Award-winning biologist searches for diabetes treatment in fruit flies
As a little girl growing up in Goa, India, Natalie D’Silva was more likely to have pieces from a Meccano model building set in her hands than a doll.
It may have started as a way to keep her occupied, her mom telling her to go play with her brother. But something stuck.
“My parents encouraged us to build and create. They wanted us to go to school,” she says.
That encouragement is now paying off.
The McMaster Biology PhD student recently received the Schlumberger Foundation's Faculty for the Future fellowship worth $40,000 USD, to support her research in Michael O’Donnell’s lab. There, she focuses on measuring ion transport along the digestive system of fruit flies using the Scanning Ion-Selective Electrode Technique –a technique used in only a few labs in Canada.
Specifically, D’Silva is examining the effects of nutritional changes on ion transport rates and nutrient absorption. She hopes this research will aid in future treatment and prevention of diet-related disease, like diabetes.
Diabetes is a major health challenge in India where the number of diabetics was close to 32 million back in 2000, according to the World Health Organization – the highest number in any one country in the world. By 2030, that number is estimated to reach 79.4 million.
“I believe effective treatments can be designed if we have a better understanding of the underlying physiological mechanism of diet-related diseases. Better treatments could make a big impact on the overall health of people in India,” she says.

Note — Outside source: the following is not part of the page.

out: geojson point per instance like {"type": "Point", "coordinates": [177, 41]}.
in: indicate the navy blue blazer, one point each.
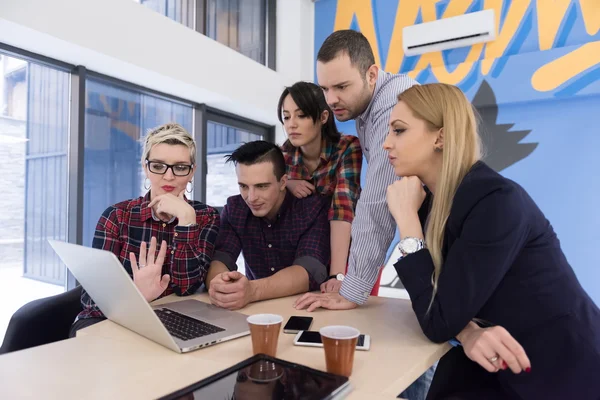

The Faculty for the Future Fellowship supports talented women scientists from countries with developing and emerging economies. The fellowship helps them pursue advanced graduate studies in scientific disciplines, thereby helping to develop role models for future generations.
Since its inception in 2004, 560 women from 78 countries have received fellowships. D’Silva is the third McMaster student to receive the award in as many years.
“To receive an international award like this, with so many women from around the world doing such wonderful work, is truly an honour.”
Looking beyond the lab
But D’Silva’s passion for making a difference extends beyond the lab.
Without that support from mom and dad, she believes her life would have looked very different – pursuing a career in science, technology, or engineering is not a customary opportunity for young Indian women. So she’s decided to pay it forward.
D’Silva is in preliminary discussions to develop a mentorship program across the ocean in her home state of Goa. She wants to encourage young women to consider a career path in science. Her long-term dream: to create a scholarship award for disadvantaged students.
“I want to motivate girls to move beyond the traditional roles, push them forward to get an education and use that education. As Prime Minister Justin Trudeau said when he was asked about the number of women in his cabinet: It’s 2015. Why shouldn’t we have that in India? It’s 2016,” she says.
Back on the McMaster campus, D’Silva is already making a difference. She plays an active role as the vice-president of services at the Graduate Students Association, and contributes to science outreach as a member of Women in Science and Engineering Initiative and an advisor to the Scientist Association at Mac.